The worst news? No more booze:
Diageo, the world's biggest spirits group and the name behind Johnnie Walker whisky and Smirnoff vodka, has reacted by slashing its marketing spend in Greece, reducing stock levels and pulling cash quickly out of the country after it saw its Greek sales halve in the last three years to less than 100 million pounds.
Diageo has weekly meetings aimed at cutting its exposure to Greece, protecting remaining sales by bolstering its own in-house distribution network, halting supplies to some small bars and focusing on high-end hotels and clubs.
Diageo's Chief Marketing Officer Andy Fennell says its Greek sales are still falling. The once big Johnnie Walker market has already shrunk and now accounts for less than one percent of the group's 10 billion pound annual turnover.
"There could be a marked impact on Greece but the big question is what happens elsewhere across the eurozone," Fennell said with an eye on Diageo's bigger troubled markets inside the eurozone such as Spain and Ireland.
The best news: new drachma will be well stocked and easily available:
De La Rue, which as the world's biggest commercial banknote printer produces more than 150 currencies, has made no comment.
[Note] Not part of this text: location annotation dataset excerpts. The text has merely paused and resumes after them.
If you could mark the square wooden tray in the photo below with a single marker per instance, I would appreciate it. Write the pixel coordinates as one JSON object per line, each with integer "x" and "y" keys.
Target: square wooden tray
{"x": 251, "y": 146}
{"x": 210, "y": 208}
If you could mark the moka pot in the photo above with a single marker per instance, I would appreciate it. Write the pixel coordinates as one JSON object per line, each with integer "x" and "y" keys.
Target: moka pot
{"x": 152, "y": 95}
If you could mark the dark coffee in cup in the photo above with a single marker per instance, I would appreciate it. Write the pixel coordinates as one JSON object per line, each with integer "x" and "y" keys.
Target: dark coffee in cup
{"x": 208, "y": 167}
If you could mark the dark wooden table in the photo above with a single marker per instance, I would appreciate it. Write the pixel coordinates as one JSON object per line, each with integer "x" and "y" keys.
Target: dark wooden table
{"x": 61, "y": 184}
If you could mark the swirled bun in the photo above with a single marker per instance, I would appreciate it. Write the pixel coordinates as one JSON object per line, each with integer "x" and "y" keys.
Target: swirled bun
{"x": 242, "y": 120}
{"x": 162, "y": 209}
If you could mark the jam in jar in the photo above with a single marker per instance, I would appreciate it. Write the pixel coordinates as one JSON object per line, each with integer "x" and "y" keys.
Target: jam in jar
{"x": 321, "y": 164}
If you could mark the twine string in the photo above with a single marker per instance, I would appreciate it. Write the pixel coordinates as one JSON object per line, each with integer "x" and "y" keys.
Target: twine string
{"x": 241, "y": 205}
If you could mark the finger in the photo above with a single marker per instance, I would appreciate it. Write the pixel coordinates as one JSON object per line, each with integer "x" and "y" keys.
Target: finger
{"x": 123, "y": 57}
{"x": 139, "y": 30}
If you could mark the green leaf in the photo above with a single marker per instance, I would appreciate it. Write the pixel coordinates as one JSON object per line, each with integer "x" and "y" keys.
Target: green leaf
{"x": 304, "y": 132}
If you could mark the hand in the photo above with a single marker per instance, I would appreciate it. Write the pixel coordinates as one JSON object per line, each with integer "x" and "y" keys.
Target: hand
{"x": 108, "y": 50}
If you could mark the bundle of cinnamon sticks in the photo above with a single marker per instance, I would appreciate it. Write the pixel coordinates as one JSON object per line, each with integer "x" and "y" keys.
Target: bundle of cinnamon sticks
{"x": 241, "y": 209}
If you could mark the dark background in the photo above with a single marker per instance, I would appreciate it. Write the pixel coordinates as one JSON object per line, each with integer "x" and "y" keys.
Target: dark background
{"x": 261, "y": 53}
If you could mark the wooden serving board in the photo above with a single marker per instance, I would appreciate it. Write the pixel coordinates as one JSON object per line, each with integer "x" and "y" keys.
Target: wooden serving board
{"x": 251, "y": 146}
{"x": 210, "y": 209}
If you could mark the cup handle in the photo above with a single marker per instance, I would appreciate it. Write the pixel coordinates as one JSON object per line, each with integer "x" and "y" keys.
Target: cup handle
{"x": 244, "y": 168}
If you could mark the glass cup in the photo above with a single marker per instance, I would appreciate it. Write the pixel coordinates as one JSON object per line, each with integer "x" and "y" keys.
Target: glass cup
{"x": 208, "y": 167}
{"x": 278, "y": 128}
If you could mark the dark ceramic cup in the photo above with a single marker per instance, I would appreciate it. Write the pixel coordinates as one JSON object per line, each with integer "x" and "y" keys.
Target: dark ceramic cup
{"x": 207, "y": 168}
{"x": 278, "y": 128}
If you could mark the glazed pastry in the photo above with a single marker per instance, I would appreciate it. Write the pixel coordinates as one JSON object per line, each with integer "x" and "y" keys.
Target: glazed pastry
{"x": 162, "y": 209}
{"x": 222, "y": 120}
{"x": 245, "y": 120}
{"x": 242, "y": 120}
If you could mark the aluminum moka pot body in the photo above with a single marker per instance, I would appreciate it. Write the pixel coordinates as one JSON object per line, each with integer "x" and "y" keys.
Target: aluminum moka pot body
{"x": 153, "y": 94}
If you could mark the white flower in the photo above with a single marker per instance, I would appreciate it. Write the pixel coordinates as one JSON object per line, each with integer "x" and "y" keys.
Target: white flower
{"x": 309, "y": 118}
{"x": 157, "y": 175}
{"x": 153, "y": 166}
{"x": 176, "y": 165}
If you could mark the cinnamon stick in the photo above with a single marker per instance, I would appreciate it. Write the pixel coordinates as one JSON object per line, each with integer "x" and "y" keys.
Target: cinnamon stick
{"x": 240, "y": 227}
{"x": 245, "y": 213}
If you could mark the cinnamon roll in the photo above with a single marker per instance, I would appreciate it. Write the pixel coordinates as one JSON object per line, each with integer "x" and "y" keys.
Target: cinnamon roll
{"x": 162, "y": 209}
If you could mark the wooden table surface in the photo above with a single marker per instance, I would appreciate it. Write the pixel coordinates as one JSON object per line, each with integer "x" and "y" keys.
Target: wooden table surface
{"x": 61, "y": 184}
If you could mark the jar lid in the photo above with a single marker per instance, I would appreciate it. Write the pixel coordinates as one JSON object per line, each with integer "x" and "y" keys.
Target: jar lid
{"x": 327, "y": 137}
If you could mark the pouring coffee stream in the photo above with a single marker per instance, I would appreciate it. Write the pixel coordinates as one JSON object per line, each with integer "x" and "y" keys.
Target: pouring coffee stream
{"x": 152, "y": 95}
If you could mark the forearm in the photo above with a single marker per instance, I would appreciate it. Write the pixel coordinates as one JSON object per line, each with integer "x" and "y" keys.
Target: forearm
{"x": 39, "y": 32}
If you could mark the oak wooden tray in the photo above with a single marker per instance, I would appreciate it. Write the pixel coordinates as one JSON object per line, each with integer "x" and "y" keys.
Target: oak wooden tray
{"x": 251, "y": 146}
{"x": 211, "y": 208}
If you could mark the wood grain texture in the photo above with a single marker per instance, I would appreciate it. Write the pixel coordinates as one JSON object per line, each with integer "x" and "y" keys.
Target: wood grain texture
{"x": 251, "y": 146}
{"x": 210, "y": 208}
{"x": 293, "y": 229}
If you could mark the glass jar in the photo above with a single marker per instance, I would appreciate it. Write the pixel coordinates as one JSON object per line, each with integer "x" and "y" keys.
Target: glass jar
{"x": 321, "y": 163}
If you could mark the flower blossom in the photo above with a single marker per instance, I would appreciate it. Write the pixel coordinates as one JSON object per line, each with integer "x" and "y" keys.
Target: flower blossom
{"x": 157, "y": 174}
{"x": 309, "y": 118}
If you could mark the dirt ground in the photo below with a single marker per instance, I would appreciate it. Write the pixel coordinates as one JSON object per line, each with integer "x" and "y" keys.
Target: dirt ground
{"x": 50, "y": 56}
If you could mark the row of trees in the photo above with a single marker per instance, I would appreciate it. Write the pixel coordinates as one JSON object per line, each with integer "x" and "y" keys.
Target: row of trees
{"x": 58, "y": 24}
Analysts say Greece could have to turn to outside printers because of the sheer quantity of banknotes needed.
Of course, if after reading this any Greeks are still not utterly terrified of what their vote for Syriza would bring (nothing but Keynesian fire and brimstone), very soon precogs will be released to arrest any and all who dare to vote for ending a disastrous monetary experiment which will eventually unleash what happened in Miami over the weekend, worldwide.